This strategy, developed by the US Administration, aims to ensure multi-sector government-wide approaches to enable better prevention and an improved response to incidences of gender-based violence around the world. The strategy is based on the three guiding principles of prevention, protection and accountability and has been built upon lessons learned from previous US programmes and policies in this area. Four key objectives are outlined: to increase coordination of gender-based violence prevention and response efforts among US Government Agencies and with other stakeholders; to enhance integration of gender-based violence prevention and response efforts into existing US Government work; to improve collection, analysis and use of data and research to enhance gender-based violence prevention and response efforts; to enhance or expand US Government programming that addresses gender-based violence. Detailed information is provided regarding the strategy's implementation including diplomatic engagement, strategic and budget planning, mainstreaming and integrating gender-based violence prevention and response activities into cross-sectoral working, increasing collaborative efforts, and identifying and scaling up successful interventions. The impact of the strategy will be formally measured and progress will be evaluated after 3 years.

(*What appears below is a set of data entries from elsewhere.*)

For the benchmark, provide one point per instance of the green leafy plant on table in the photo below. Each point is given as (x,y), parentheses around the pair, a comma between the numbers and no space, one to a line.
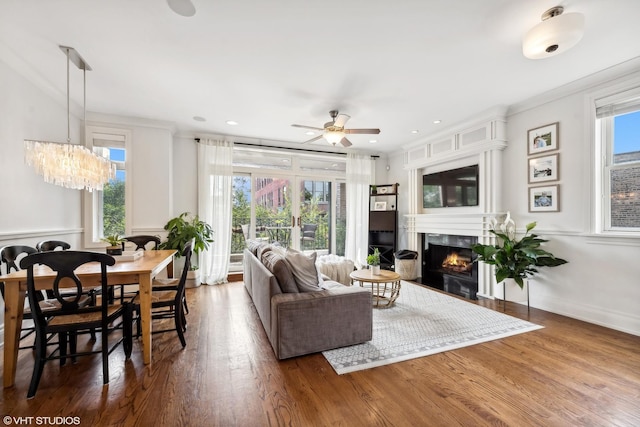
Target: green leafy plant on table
(374,258)
(184,228)
(514,258)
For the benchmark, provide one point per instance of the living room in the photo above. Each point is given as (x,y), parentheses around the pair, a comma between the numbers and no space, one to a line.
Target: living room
(598,285)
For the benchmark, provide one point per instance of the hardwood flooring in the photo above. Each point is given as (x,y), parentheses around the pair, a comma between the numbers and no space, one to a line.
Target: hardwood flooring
(570,373)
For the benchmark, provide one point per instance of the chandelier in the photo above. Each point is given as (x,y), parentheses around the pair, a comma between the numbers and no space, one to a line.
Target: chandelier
(65,164)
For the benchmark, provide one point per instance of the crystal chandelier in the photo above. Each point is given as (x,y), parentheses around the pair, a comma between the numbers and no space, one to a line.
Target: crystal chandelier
(65,164)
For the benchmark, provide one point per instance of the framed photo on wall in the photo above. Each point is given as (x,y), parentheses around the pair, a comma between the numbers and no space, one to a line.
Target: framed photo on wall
(544,199)
(544,168)
(544,138)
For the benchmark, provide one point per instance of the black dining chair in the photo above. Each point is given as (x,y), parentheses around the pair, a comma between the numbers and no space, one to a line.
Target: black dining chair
(72,314)
(167,302)
(10,256)
(52,245)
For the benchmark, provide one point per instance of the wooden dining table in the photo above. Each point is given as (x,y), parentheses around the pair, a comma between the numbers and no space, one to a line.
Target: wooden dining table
(141,271)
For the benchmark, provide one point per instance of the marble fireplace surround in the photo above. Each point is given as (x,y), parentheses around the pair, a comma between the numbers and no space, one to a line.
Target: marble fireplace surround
(479,143)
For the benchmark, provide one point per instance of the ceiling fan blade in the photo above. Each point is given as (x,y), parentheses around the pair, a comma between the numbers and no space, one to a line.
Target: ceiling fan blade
(307,127)
(341,120)
(314,139)
(345,142)
(363,131)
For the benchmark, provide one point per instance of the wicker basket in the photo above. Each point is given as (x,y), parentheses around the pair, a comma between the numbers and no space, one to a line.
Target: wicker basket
(406,268)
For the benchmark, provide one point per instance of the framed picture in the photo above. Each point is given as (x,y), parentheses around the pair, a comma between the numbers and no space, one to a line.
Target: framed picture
(543,139)
(544,168)
(544,199)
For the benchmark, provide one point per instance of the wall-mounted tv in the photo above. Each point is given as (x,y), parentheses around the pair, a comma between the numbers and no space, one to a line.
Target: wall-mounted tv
(451,188)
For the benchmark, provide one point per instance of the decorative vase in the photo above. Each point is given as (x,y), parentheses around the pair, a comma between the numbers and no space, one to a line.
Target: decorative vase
(114,250)
(513,292)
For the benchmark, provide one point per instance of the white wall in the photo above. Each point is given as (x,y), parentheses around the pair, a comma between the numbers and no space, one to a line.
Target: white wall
(600,282)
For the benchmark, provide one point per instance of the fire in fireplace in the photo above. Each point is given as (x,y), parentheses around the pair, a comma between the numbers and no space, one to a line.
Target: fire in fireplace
(456,263)
(448,264)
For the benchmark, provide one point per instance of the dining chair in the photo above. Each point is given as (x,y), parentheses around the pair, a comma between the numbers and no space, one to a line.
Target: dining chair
(52,245)
(167,302)
(71,313)
(10,255)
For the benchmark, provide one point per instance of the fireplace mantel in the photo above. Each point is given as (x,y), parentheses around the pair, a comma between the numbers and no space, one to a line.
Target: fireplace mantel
(479,143)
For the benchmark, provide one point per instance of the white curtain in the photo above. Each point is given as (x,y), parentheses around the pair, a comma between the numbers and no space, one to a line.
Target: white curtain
(359,177)
(215,175)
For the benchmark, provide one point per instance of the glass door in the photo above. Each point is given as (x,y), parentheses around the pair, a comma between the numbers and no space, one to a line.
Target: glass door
(314,219)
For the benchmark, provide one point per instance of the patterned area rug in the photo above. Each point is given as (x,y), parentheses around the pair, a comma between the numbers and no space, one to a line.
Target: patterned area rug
(423,322)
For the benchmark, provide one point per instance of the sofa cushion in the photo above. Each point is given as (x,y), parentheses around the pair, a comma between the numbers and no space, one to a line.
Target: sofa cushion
(304,270)
(277,265)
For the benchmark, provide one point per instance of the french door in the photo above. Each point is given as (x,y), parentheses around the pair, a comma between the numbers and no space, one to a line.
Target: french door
(301,212)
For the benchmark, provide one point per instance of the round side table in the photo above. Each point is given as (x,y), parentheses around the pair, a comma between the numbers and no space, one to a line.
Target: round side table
(385,287)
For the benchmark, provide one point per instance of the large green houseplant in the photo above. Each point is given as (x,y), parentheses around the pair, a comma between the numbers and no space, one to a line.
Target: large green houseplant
(184,228)
(514,258)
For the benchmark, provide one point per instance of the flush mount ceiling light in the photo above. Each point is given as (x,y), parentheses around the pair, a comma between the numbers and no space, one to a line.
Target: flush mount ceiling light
(182,7)
(65,164)
(556,33)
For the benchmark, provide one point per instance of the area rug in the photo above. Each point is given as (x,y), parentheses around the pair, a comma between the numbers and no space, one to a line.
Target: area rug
(424,322)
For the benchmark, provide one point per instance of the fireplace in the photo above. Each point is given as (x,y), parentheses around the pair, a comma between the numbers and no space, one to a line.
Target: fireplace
(448,264)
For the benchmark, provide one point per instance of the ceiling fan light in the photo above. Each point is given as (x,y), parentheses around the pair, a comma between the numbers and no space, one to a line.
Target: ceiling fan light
(555,34)
(333,137)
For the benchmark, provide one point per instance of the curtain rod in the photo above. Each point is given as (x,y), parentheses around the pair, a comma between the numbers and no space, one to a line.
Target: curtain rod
(246,144)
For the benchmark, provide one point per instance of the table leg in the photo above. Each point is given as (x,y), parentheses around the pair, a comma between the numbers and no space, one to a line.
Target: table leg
(145,316)
(13,311)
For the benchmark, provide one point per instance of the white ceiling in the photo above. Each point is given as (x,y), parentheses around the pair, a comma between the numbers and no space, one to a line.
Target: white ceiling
(395,65)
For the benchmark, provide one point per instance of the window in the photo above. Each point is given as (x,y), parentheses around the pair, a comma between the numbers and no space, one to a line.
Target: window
(618,133)
(107,212)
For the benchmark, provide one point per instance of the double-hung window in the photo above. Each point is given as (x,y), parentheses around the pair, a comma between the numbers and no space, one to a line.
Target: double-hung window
(107,212)
(618,160)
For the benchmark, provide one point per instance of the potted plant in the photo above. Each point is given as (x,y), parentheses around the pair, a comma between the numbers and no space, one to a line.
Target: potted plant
(115,244)
(513,258)
(374,261)
(184,228)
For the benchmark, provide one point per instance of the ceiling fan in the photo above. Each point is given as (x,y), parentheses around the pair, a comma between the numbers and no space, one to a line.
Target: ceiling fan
(334,130)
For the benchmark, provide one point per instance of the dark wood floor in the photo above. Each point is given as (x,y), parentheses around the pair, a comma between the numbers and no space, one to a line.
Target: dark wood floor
(570,373)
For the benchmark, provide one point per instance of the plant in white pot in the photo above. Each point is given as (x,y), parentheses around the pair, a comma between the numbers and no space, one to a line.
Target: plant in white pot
(115,244)
(181,230)
(514,258)
(374,261)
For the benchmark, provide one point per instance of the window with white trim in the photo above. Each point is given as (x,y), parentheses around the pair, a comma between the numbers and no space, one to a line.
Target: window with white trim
(618,145)
(107,212)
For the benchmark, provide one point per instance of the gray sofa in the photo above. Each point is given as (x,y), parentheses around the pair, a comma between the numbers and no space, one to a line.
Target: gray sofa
(311,321)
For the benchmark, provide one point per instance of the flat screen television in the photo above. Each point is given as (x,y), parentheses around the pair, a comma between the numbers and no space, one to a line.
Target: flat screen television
(451,188)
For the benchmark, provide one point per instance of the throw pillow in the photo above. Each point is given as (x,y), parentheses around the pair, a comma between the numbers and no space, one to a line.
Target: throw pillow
(304,270)
(277,265)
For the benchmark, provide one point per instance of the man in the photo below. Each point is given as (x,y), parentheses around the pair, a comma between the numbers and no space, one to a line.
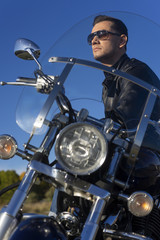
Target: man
(123,100)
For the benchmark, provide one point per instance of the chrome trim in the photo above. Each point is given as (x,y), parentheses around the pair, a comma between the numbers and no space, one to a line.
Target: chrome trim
(52,96)
(124,235)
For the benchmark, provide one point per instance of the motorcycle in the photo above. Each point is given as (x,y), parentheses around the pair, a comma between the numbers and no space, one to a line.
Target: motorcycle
(106,181)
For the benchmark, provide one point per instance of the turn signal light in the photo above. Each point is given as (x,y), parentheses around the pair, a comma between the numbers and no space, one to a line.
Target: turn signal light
(140,204)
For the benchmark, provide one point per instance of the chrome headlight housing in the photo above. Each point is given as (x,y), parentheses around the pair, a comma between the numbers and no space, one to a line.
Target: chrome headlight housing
(81,148)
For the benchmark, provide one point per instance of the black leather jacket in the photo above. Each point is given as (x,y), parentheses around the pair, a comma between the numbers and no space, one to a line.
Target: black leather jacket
(124,100)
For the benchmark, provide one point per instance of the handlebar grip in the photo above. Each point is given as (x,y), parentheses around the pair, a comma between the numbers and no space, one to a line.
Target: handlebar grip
(26,80)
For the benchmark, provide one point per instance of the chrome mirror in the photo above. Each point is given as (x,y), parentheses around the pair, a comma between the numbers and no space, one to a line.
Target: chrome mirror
(27,50)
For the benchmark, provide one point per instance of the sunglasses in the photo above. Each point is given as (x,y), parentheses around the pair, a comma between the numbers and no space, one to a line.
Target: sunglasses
(102,35)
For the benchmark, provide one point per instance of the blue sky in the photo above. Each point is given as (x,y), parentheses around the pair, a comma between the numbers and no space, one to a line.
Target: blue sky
(45,21)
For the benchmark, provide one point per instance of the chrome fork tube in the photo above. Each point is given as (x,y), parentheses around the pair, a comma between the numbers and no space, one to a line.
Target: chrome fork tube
(91,226)
(8,220)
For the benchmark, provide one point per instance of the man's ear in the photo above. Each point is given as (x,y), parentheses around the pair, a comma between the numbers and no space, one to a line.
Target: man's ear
(123,40)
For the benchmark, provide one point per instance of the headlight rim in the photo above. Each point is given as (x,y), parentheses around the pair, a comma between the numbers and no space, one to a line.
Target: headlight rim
(100,133)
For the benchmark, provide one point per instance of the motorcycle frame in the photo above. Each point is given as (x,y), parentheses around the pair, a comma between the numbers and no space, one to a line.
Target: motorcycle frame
(62,180)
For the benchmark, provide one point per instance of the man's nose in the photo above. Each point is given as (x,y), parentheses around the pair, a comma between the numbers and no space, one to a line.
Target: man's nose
(95,40)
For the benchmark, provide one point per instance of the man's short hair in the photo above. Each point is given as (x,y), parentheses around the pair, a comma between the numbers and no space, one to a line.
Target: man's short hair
(118,25)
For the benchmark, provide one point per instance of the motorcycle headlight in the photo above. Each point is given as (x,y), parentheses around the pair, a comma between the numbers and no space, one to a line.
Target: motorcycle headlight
(81,148)
(8,147)
(140,204)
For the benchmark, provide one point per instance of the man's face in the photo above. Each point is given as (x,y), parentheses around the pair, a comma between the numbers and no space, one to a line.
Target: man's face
(106,51)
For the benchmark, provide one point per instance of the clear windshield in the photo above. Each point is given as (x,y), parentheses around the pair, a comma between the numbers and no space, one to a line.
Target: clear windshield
(83,86)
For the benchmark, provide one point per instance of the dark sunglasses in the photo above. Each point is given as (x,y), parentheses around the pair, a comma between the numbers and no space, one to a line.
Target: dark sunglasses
(102,34)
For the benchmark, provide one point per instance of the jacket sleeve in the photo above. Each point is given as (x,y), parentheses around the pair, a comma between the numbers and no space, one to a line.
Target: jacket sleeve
(132,97)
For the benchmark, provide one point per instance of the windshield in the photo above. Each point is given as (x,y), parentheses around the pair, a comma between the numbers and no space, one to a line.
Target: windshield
(83,86)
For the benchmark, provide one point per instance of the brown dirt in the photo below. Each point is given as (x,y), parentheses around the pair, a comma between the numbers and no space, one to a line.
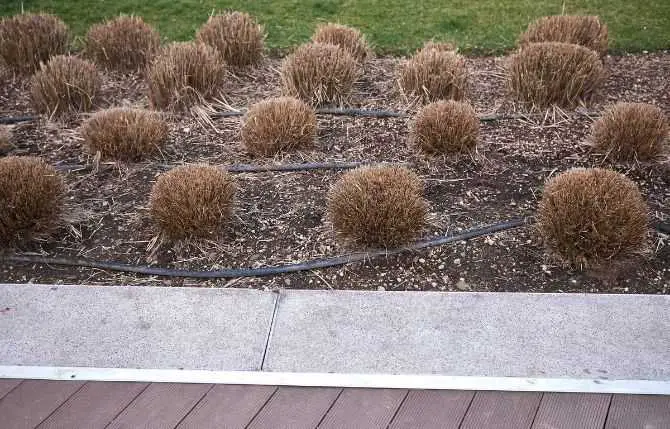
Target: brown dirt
(279,217)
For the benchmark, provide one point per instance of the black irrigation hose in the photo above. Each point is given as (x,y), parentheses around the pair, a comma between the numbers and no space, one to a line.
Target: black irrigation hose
(271,271)
(17,119)
(249,168)
(329,111)
(308,166)
(366,113)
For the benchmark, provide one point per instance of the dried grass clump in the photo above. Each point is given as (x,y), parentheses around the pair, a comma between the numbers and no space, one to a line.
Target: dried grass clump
(192,201)
(586,31)
(183,74)
(319,73)
(125,43)
(278,124)
(65,84)
(31,197)
(378,206)
(26,40)
(236,35)
(348,38)
(587,216)
(5,140)
(440,46)
(446,127)
(631,131)
(125,134)
(434,74)
(553,73)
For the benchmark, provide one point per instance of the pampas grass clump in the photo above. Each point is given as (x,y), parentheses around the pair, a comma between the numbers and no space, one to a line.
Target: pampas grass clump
(631,131)
(125,134)
(192,201)
(378,206)
(278,124)
(31,197)
(553,73)
(319,73)
(27,40)
(586,31)
(65,84)
(446,127)
(434,73)
(125,43)
(236,36)
(589,216)
(184,74)
(348,38)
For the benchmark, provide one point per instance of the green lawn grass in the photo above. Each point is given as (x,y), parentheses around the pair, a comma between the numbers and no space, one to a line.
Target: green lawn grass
(393,26)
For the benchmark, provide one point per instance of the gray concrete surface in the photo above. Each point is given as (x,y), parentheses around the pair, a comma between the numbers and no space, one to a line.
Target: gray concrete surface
(134,327)
(473,334)
(615,337)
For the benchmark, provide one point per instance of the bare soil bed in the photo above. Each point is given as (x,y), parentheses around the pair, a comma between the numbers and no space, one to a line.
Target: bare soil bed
(279,217)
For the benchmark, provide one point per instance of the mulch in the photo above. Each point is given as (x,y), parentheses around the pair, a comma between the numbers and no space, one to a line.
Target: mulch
(280,218)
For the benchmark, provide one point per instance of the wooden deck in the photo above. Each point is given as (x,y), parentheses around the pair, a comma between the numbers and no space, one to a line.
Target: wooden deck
(114,405)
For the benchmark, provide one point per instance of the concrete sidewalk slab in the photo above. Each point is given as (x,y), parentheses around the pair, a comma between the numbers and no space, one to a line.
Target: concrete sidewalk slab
(134,327)
(579,336)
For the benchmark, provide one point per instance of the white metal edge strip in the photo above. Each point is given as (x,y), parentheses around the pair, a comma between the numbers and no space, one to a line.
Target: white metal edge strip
(391,381)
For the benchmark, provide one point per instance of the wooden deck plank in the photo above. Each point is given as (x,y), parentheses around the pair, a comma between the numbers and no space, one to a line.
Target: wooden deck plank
(572,411)
(363,408)
(160,406)
(639,412)
(432,409)
(502,410)
(228,407)
(6,386)
(33,401)
(295,408)
(94,405)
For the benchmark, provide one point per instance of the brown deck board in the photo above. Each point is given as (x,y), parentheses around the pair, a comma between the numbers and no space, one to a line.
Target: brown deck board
(572,411)
(7,385)
(94,405)
(639,412)
(432,409)
(160,406)
(295,408)
(33,401)
(363,408)
(502,410)
(228,407)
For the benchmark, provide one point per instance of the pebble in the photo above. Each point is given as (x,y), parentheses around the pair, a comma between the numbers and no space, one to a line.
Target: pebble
(462,285)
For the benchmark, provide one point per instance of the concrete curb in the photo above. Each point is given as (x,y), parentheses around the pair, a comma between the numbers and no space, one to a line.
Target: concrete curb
(483,341)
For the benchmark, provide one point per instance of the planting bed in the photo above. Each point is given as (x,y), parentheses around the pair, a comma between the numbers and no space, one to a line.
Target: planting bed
(279,217)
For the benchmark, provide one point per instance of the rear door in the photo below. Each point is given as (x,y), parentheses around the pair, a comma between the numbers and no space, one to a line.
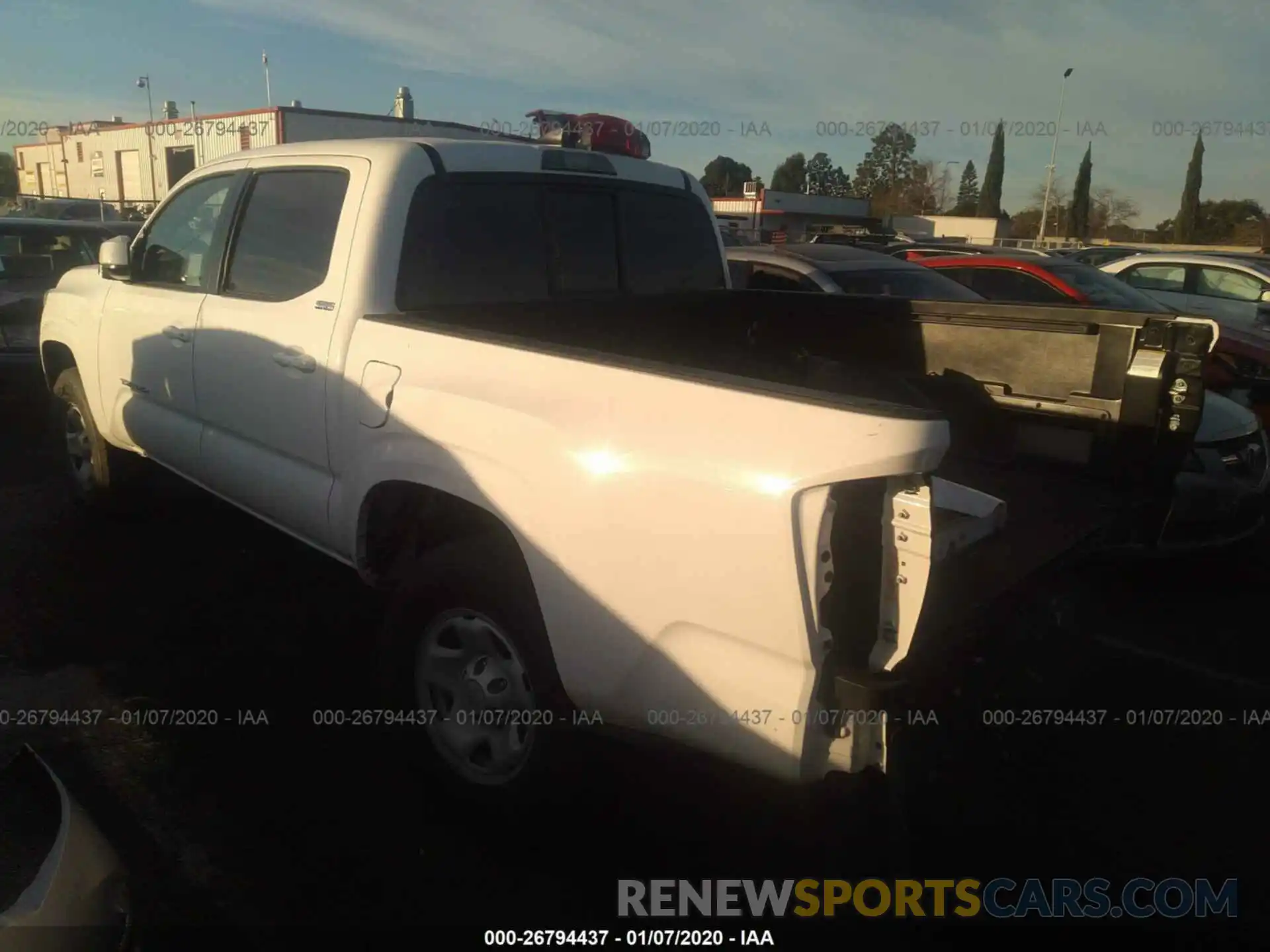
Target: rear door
(1165,282)
(1226,295)
(261,364)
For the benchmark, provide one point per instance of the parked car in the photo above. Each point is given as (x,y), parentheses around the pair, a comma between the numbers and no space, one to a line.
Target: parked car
(1235,292)
(34,254)
(837,270)
(919,251)
(1221,496)
(71,210)
(1099,255)
(1056,281)
(63,885)
(593,479)
(732,238)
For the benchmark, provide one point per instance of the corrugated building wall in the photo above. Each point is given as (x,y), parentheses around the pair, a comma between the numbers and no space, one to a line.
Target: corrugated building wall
(140,163)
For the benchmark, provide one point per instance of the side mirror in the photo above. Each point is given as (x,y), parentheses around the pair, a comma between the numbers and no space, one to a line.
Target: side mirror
(113,258)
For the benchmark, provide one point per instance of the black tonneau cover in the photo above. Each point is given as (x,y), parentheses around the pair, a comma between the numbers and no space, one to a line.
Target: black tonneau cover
(999,372)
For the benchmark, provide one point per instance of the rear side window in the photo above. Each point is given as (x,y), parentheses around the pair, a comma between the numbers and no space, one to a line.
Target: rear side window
(1158,277)
(1009,285)
(498,241)
(284,244)
(473,243)
(669,244)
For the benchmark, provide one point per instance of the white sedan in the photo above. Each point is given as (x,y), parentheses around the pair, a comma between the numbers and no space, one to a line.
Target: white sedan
(1232,291)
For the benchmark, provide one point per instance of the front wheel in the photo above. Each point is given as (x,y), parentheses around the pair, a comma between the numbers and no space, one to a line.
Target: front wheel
(466,647)
(92,465)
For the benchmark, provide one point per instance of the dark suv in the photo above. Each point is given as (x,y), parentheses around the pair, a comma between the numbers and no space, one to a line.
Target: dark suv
(70,210)
(34,254)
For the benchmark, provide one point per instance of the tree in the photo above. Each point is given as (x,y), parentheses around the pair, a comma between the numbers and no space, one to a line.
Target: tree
(1188,216)
(968,190)
(926,192)
(1111,211)
(8,177)
(824,178)
(888,167)
(726,178)
(1079,214)
(990,196)
(1231,221)
(790,175)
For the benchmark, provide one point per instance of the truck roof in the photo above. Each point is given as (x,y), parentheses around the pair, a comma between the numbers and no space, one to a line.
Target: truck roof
(491,155)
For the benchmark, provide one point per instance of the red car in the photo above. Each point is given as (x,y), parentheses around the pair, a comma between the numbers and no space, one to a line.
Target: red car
(1238,361)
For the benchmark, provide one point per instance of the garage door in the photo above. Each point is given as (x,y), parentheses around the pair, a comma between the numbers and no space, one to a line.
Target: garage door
(130,175)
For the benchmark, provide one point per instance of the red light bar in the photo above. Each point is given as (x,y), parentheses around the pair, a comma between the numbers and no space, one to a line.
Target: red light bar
(595,132)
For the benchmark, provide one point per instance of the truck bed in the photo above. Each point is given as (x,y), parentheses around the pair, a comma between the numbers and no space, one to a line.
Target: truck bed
(1074,416)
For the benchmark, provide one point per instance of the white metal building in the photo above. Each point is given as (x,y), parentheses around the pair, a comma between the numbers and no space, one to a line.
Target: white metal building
(139,163)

Counselling the obstetric fistula client: a training curriculum

This training curriculum, developed by US Agency for International Development and Fistula Care, provides comprehensive counselling training for nurses, midwives and clinicians providing care to women with obstetric fistulae. The manual sets out the three main components of fistula care: prevention, treatment and re-integration, and defines the explicit core counselling competencies required to address each component. The curriculum consists of nine training sessions covering: providers’ values and attitudes; understanding obstetric fistula; understanding the client's perspective; interpersonal communication; counselling for the fistula client; family planning information and health-related counselling; counselling for the client's family; supporting the fistula client; and counselling skills practice. For each session the manual provides detailed information about what the session should include such as presentations, discussion, group work, role play, the timings that each activity should take and useful hand-outs and other training materials. The curriculum aims to prepare health service providers at all levels in the provision of accurate information and counselling to women with this hugely debilitating and distressing condition, including treatment referral, advice about recovery services and counselling for other related issues.

Guidelines on basic newborn resuscitation

Developed by the World Health Organization (WHO), these updated guidelines aim to ensure that in resource-limited settings all newborns requiring resuscitation can be effectively resuscitated. It is targeted at health professionals who are responsible for attending women in childbirth or for care of the newborn baby immediately after birth, primarily in areas where resources are limited. It is estimated that about one-quarter of all global neonatal deaths are caused by birth asphyxia and that these can be prevented by effective resuscitation procedures. The guideline recommendations are based on the identification of the 13 PICO (Population/Patient Group, Intervention, Comparator, and Outcome) framed research questions, by a technical consultation, covering immediate care after birth, positive pressure ventilation and halting resuscitation. For each question, neonatal mortality and severe morbidity (hypoxic ischaemic encephalopathy, meconium aspiration syndrome, pulmonary air leaks including pneumothorax, intraventricular haemorrhage, severe anaemia, admission to neonatal intensive care unit, severe hyperbilirubinaemia and cerebral palsy) were considered to be critical outcomes. The recommendations for each question are listed with information provided about the strength of the recommendation and the quality of the evidence available using the GRADE (Grade of Recommendation Assessment, Development and Evaluation) approach. Sixteen research priorities were also identified and are listed at the end of the guideline. These guidelines aim to inform other WHO training and reference materials and it is hoped that they will help programme managers to adapt or develop national or local guidelines or standards and training information for newborn care.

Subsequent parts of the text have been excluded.